NEA Blog

Cloud Service Architecture Will Power New Era Of Intelligent, Automated Applications (Expanded)

Following is an expanded (longer) version of Pete Sonsini's recent guest post on TechCrunch, highlighting several companies that are (or could be) playing an early role in the shift to automated, intelligent applications.

The new way of the world for most web software development is the assembly of applications from cloud based APIs. Developers are saving loads of time by pulling in various cloud services and focusing their attention on the novel business logic of their solution. Hundreds of new APIs are sprouting up monthly, as tracked on Programmable Web—and as the very existence of a website dedicated to tracking APIs implies, application assembly has fundamentally changed software development. Yet as monumental as that is, it’s the tip of the iceberg when it comes to realizing the potential of a cloud service-based architecture.  Distributing the logic within an application across numerous centralized cloud services will enable more automated, intelligent applications. And the timing couldn’t be better.

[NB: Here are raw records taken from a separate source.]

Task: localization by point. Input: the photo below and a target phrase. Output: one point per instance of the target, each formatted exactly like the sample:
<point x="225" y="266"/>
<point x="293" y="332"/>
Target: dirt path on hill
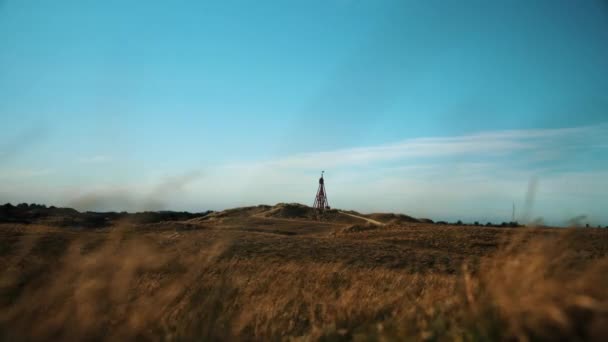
<point x="378" y="223"/>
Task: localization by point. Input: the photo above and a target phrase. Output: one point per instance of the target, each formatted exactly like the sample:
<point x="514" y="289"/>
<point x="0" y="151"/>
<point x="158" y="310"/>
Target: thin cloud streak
<point x="482" y="144"/>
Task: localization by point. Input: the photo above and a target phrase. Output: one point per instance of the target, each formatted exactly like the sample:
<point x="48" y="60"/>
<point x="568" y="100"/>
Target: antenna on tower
<point x="321" y="202"/>
<point x="513" y="213"/>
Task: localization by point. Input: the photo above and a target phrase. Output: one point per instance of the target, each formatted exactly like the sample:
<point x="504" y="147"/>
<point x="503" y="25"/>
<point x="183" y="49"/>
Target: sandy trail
<point x="378" y="223"/>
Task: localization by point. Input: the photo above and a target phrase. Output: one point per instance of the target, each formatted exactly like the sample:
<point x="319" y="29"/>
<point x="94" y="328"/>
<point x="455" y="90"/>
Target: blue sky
<point x="447" y="109"/>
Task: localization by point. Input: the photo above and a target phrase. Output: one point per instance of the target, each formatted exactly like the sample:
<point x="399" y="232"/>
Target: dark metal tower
<point x="321" y="202"/>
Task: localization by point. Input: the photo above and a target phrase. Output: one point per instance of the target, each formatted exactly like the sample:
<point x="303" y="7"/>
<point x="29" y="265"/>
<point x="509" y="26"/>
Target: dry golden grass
<point x="254" y="281"/>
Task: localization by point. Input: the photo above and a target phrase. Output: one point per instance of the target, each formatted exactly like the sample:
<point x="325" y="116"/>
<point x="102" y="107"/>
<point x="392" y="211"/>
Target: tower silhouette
<point x="321" y="202"/>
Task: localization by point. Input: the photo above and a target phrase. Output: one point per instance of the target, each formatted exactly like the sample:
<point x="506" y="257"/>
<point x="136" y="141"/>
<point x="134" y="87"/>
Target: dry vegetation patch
<point x="421" y="282"/>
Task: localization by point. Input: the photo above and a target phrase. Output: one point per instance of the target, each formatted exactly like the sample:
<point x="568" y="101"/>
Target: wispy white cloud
<point x="97" y="159"/>
<point x="471" y="177"/>
<point x="482" y="144"/>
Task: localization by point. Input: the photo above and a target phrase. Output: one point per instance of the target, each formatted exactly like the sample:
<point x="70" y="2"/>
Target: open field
<point x="284" y="272"/>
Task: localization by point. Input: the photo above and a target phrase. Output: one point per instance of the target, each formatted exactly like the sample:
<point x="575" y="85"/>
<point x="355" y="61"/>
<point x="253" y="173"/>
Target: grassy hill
<point x="288" y="272"/>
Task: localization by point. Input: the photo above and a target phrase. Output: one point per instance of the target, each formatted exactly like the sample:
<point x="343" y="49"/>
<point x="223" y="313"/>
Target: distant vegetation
<point x="276" y="273"/>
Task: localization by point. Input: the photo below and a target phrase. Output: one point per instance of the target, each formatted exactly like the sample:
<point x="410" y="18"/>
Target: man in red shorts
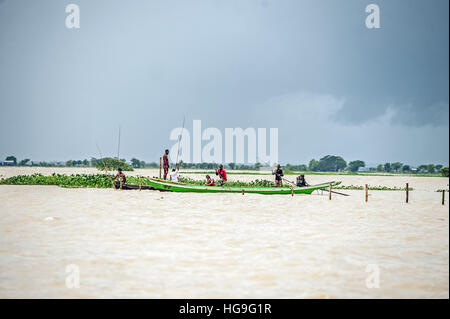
<point x="166" y="163"/>
<point x="222" y="174"/>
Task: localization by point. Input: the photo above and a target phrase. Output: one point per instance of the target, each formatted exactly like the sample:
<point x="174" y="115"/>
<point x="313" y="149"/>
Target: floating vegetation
<point x="373" y="188"/>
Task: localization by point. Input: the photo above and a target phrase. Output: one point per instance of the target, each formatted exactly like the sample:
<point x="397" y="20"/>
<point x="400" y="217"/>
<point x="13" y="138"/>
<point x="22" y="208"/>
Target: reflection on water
<point x="151" y="244"/>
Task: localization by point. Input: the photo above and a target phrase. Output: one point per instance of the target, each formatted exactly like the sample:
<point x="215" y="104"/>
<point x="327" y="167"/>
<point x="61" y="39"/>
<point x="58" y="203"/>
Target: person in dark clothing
<point x="301" y="182"/>
<point x="120" y="179"/>
<point x="278" y="176"/>
<point x="222" y="175"/>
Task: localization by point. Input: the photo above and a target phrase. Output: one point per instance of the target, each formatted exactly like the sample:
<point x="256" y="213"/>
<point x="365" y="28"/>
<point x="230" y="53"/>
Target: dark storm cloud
<point x="145" y="64"/>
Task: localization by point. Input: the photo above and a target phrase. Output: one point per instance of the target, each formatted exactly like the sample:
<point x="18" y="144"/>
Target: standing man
<point x="120" y="179"/>
<point x="278" y="176"/>
<point x="174" y="174"/>
<point x="222" y="175"/>
<point x="166" y="163"/>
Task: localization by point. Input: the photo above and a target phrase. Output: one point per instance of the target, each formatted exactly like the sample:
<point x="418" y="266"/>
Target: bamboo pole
<point x="329" y="192"/>
<point x="407" y="193"/>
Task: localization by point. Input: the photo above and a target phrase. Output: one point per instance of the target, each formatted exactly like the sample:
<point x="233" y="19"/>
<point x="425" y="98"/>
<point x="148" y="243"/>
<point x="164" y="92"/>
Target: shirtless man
<point x="222" y="175"/>
<point x="166" y="163"/>
<point x="120" y="179"/>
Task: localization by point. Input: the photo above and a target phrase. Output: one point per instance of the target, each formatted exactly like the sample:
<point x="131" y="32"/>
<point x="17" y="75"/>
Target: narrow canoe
<point x="180" y="187"/>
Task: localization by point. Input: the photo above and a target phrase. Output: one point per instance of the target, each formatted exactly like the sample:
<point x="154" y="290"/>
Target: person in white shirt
<point x="174" y="174"/>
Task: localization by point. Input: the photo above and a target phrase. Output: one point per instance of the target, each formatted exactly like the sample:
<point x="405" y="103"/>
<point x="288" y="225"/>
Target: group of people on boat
<point x="120" y="178"/>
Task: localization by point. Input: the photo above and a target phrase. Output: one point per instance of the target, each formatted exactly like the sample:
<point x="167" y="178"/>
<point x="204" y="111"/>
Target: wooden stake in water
<point x="407" y="193"/>
<point x="329" y="192"/>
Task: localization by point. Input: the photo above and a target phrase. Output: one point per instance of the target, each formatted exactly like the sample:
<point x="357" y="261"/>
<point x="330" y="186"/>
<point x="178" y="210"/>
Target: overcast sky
<point x="310" y="68"/>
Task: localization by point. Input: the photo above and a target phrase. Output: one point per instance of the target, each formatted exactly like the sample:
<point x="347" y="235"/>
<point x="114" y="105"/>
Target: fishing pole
<point x="179" y="140"/>
<point x="118" y="146"/>
<point x="104" y="164"/>
<point x="292" y="183"/>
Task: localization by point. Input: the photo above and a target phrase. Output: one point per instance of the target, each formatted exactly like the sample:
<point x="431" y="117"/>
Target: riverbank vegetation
<point x="325" y="165"/>
<point x="105" y="181"/>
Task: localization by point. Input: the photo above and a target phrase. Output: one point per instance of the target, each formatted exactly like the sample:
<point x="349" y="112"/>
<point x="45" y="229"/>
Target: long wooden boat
<point x="163" y="185"/>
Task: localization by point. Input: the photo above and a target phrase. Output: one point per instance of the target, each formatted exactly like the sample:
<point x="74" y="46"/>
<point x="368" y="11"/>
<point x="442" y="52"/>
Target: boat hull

Interestingly, this separation is similar to how software defined networking (SDN) splits the components of a network into a “control” plane and “data” plane to enable more automated, intelligent networks. Just as an SDN controller can analyze data from the various nodes in a network and automatically change the behavior of a network to improve performance or security, a cloud service can analyze data across all the applications it powers and make changes to the applications to improve their behavior or performance.
In fact, a deeper look at SDN offers important clues about the benefits a decoupled architecture can provide for cloud applications. The control plane in SDN contains the intelligence responsible for defining the behavior of the network (the “rules”) while the data plane moves packets within the network according to these rules (the “processing”).  Separating the “rules” of how network packets should be processed from the actual processing allows the feedback loop of measure, analyze, and modify that is critical for enabling automated, intelligent networks. Though it is still early days for automation or machine-learning being deployed in networking, we have seen initial adoption in video stream optimization.

For example, Conviva measures the performance of millions of different video streams across millions of different routes to an end-viewer, centrally crunches the data with Hadoop to determine optimal routing paths, and then automatically adjusts the flow of video packets in real-time to ensure a seamless, high quality viewing experience.  The company has essentially turned the entire web into an application-aware network for video—a feat that can only be achieved by aggregating data from across the data plane and then analyzing it with a centralized network intelligence.

Cloud application architecture does bear some resemblance to SDN, where a centralized intelligent element (a cloud service) often plays the role of analyzing data from across numerous end nodes (in this case application instances) and modifying the behavior of those end nodes. Most startups haven’t exploited this because they have been able to deliver so much value to customers by simply offering a service or application with a modern web-based delivery model. That in and of itself adds enough of a value proposition to get off the ground. However, as they mature, more and more of these companies will deploy intelligence and automation in their service that capitalizes on the SDN qualities of their architecture to analyze data from all the applications powered by these services and then modify the application to improve performance or change the behavior of these applications.

Two companies that stand to benefit from the intelligence and automation enabled by a decoupled architecture are New Relic, with its central cloud service for application monitoring, and Stormpath, with its central cloud service for user authentication and identity management.  New Relic is already gathering tons of data about application performance and presenting it to devops, but what if it automatically analyzed and acted on that data to make improvements to application performance? (This is purely speculation; I am not an investor in the company).  With Stormpath, the intelligence potential is a bit more complicated but equally intriguing.  Stormpath holds the user authentication policies for all applications that utilize the service, which can be easily customized by the developer.  However, processing those rules (in this case, ensuring the right features are enabled for a user once Stormpath has validated their role) is left up to the application, commonly achieved through an enforcement framework such as Apache Shiro or Spring Security. The next step is to learn from the applications being serviced and make that learning actionable. For example, what if Stormpath could learn to identify suspicious IP addresses based on all the authentication requests from applications utilizing its cloud service, and then tell these applications to automatically block or flag login attempts from questionable IP addresses? The timing lines up nicely because machine-learning techniques are actually becoming much more available and consumable by developers, as my partner Greg Papadopoulos recently noted.

One area already leveraging the intelligence enabled by a disaggregated architecture to provide a leap forward in value delivered to customers is security applications, where large-scale correlation analyses, machine learning, and other big data techniques are utilized to determine if a threat is present. If a threat is detected, the data is shared across the network, alerting people of the threat. This is an intelligent cloud service at its best.

When I meet with startups offering cloud based services, the discussion often leads to the tremendous value of the data they are gathering from all the applications that implement their service. But in order to benefit from this data, machine learning heuristics and other advanced analysis techniques will need to be applied so that action can be taken in real time to modify these applications. Centralized, intelligent cloud services will improve the functionality or performance of applications automatically based on the data they are seeing—not unlike Amazon making recommendations for you based on past purchases or ad-tech companies optimize retargeting. While a majority of cloud services startups today are creating a lot of value simply by delivering their service as an easy-to-use API, intelligence and automation is where the next large opportunity lies.